QP-SUBDUE: PROCESSING QUERIES OVER GRAPH DATABASES
Graphs have become one of the preferred ways to store structured data for various applications such as social network graphs, complex molecular structure, etc. Proliferation of graph databases has resulted in a growing need for effective querying methods to retrieve desired information. Querying has been widely studied in relational databases where the query optimizer finds a sequence of query execution steps (or plans) for efficient execution of the given query. Until now, most of the work on graph databases has concentrated on mining. For querying graph databases, users have to either learn a graph query language for posing their queries or use provided customized searches of specific substructures. Hence, there is a clear need for posing queries using graphs, consider alternative plans, and select a plan that can be processed efficiently on the graph database.

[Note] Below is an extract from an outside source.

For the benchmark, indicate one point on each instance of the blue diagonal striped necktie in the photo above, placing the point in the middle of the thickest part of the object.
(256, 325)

In this thesis, we propose an approach to generate plans from a query using a cost-based approach that is tailored to the characteristics of the graph database. We collect metadata pertaining to the graph database and use cost estimates to evaluate the cost of execution of each plan. We use a branch and bound algorithm to limit the state space generated for identifying a good plan. Extensive experiments on different types of queries over two graph databases (IMDB and DBLP) are performed to validate our approach. Subdue - a graph mining algorithm has been modified to process a query plan instead of performing mining.